‘There was a man with you, my lady,’ he went on, ‘as you drove through Cruhan, and we want to know where he is now.’

‘That concerns you, sir, and not me.’

‘Maybe it does, my lady,’ said he, with a grin; ‘but I suppose you know who you were travelling with?’

‘You evidently don’t remember, sir, whom you are talking to.’

‘The law is the law, miss, and there’s none of us above it,’ said he, half defiantly; ‘and when there’s some hundred pounds on a man’s head, there’s few of us such fools as to let him slip through our fingers.’

‘I don’t understand you, sir, nor do I care to do so.’

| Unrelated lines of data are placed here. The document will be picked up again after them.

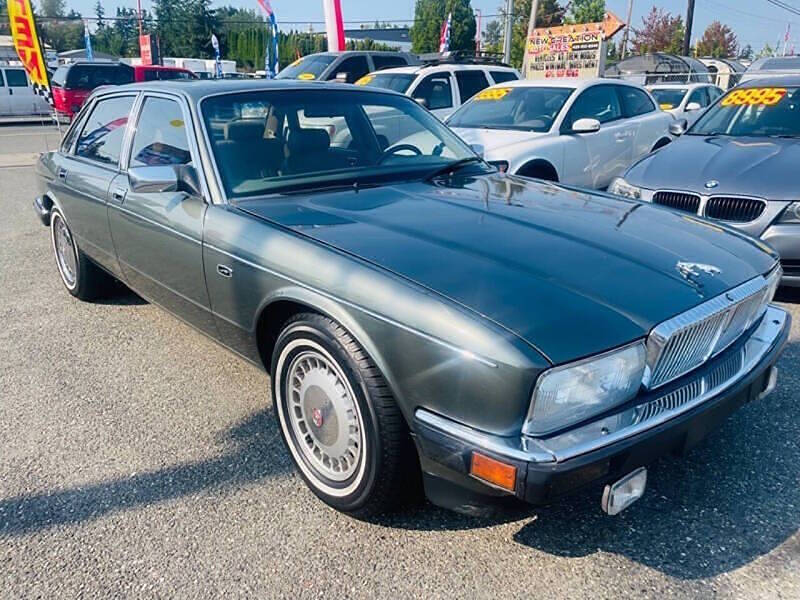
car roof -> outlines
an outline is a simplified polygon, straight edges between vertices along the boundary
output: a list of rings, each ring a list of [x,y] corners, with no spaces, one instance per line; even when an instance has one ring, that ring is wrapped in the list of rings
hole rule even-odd
[[[103,88],[98,95],[113,94],[123,91],[169,92],[183,96],[192,102],[196,102],[206,96],[270,90],[338,90],[403,96],[403,94],[383,88],[361,87],[337,82],[298,81],[296,79],[171,79],[166,81],[147,81],[109,86]]]

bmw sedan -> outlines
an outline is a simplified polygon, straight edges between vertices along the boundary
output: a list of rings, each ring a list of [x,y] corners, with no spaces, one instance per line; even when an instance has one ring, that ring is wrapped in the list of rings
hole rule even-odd
[[[774,388],[790,327],[763,244],[498,174],[385,90],[103,89],[37,171],[67,292],[117,279],[267,371],[298,472],[357,516],[593,484],[616,514]]]
[[[682,133],[676,123],[675,133]],[[800,286],[800,77],[728,92],[676,142],[609,191],[737,227],[774,247],[783,284]]]

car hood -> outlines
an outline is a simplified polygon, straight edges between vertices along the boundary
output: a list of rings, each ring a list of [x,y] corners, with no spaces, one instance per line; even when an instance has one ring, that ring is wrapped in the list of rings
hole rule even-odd
[[[641,338],[776,260],[760,242],[695,217],[512,176],[237,206],[424,286],[553,363]],[[685,278],[680,261],[719,273]]]
[[[653,190],[793,200],[798,164],[798,140],[686,135],[631,167],[625,179]],[[718,185],[709,191],[705,184],[712,180]]]
[[[452,129],[468,144],[482,145],[486,152],[520,142],[530,142],[547,135],[546,133],[515,129],[475,129],[471,127],[453,127]]]

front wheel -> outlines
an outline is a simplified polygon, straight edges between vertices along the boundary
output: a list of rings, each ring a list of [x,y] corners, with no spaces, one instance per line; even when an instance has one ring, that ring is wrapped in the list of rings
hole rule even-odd
[[[272,356],[272,398],[292,459],[325,503],[358,517],[394,508],[420,478],[400,410],[378,368],[338,323],[290,319]]]

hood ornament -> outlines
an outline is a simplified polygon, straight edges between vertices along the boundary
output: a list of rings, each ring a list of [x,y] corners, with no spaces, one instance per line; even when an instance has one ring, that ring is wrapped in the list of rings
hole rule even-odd
[[[715,267],[714,265],[685,262],[682,260],[675,264],[675,268],[678,270],[678,273],[680,273],[681,277],[687,281],[692,281],[693,277],[700,277],[701,273],[705,273],[711,277],[722,273],[722,269]]]

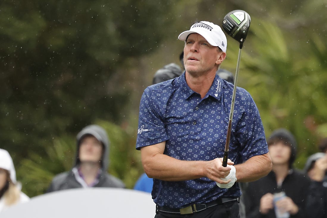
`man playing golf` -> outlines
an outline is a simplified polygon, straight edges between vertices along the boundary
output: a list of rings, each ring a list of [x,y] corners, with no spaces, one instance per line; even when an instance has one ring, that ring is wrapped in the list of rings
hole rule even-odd
[[[237,217],[235,182],[256,180],[271,169],[259,111],[238,87],[223,166],[233,85],[216,72],[226,57],[226,36],[219,26],[201,21],[178,38],[185,42],[185,71],[147,88],[140,106],[136,148],[154,179],[155,217]]]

‘The sergeant there has a warrant against him,’ said he, in a whisper he intended to be confidential; ‘and it’s not to do anything that your ladyship would think rude that I came up myself. There’s how it is now,’ muttered he, still lower. ‘They want to search the luggage, and examine the baskets there, and maybe, if you don’t object, they’d look through the carriage.’

‘And if I should object to this insult?’ broke she in.

‘Faix, I believe,’ said he, laughing, ‘they’d do it all the same. Eight hundred—I think it’s eight—isn’t to be made any day of the year!’

‘My uncle is a justice of the peace, Mr. Gill; and you know if he will suffer such an outrage to go unpunished.’